When the GASMAS technique is applied to monitor free gas in the lumen, the patient population considered most relevant is the premature neonate. These neonates often suffer from respiratory complications such as dyspnea and lung function problems. Therefore, preterm neonates are often connected to medical ventilators to assist them in delivering air into and out of the lungs. When connected to a medical ventilator, a preterm neonate is intubated through an endotracheal tube (e.g., an endotracheal tube). In one example described, it is described how an optical fiber arrangement for delivering light to a cavity (e.g. a lung) can be performed in conjunction with an endotracheal tube (e.g. an endotracheal tube) while detecting transmitted light at the skin surface.

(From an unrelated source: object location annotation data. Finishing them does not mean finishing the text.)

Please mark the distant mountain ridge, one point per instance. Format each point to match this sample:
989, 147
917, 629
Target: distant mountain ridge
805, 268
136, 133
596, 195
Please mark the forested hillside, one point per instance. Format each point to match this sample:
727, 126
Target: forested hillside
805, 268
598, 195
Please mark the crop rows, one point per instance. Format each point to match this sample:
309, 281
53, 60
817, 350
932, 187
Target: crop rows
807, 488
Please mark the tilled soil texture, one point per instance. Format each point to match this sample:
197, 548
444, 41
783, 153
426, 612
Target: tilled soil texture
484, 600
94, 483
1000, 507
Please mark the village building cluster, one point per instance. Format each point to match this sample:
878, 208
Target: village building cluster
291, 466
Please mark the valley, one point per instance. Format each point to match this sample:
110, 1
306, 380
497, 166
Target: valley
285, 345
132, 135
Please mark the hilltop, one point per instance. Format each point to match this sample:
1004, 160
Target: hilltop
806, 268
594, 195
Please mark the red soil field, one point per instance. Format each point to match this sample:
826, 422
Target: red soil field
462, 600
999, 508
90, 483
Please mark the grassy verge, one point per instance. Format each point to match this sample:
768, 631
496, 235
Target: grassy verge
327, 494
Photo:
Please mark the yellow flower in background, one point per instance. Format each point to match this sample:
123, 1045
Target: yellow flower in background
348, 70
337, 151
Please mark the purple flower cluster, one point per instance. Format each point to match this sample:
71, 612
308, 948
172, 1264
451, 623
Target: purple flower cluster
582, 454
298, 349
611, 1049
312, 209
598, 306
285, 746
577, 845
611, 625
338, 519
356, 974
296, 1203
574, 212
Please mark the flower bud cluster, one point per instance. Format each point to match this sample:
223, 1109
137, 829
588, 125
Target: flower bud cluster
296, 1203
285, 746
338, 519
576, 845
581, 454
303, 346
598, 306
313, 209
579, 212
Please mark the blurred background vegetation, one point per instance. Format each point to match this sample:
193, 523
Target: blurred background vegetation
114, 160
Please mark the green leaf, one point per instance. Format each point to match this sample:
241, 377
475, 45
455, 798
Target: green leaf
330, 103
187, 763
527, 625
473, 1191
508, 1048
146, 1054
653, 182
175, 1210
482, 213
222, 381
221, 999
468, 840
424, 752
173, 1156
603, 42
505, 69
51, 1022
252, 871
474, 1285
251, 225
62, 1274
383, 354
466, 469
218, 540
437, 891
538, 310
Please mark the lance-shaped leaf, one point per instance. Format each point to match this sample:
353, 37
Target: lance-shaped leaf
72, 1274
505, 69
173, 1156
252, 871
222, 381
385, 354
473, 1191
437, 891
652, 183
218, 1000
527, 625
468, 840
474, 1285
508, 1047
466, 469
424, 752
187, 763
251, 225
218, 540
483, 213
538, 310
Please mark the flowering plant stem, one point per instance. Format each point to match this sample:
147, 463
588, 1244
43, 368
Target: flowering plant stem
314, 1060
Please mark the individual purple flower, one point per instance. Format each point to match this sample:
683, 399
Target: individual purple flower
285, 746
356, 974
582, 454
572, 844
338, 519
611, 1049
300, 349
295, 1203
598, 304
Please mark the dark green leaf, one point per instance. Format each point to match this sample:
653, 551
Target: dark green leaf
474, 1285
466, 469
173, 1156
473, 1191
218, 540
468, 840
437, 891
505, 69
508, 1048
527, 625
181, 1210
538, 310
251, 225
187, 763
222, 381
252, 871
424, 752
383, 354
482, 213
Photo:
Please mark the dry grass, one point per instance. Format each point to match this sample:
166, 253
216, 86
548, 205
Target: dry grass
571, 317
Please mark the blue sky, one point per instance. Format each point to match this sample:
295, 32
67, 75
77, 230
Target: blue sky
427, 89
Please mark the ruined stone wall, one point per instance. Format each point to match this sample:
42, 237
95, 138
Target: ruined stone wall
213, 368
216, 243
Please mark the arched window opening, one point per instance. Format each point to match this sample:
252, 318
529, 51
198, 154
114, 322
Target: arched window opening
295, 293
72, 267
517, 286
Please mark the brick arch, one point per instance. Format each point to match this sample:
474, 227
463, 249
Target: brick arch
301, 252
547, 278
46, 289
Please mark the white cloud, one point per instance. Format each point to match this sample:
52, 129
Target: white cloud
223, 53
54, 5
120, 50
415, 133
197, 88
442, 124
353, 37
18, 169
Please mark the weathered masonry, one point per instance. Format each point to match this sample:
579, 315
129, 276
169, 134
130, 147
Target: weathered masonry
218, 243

In another example described, it is described how an optical fiber arrangement for delivering light to a cavity (e.g. the lungs) can be performed in conjunction with a nasal feeding tube inserted into the oesophagus, while detecting the delivered light at the skin surface.

Additionally, in another example, light from the optical fiber arrangement is distributed over a greater distance or area by the light diffusing material.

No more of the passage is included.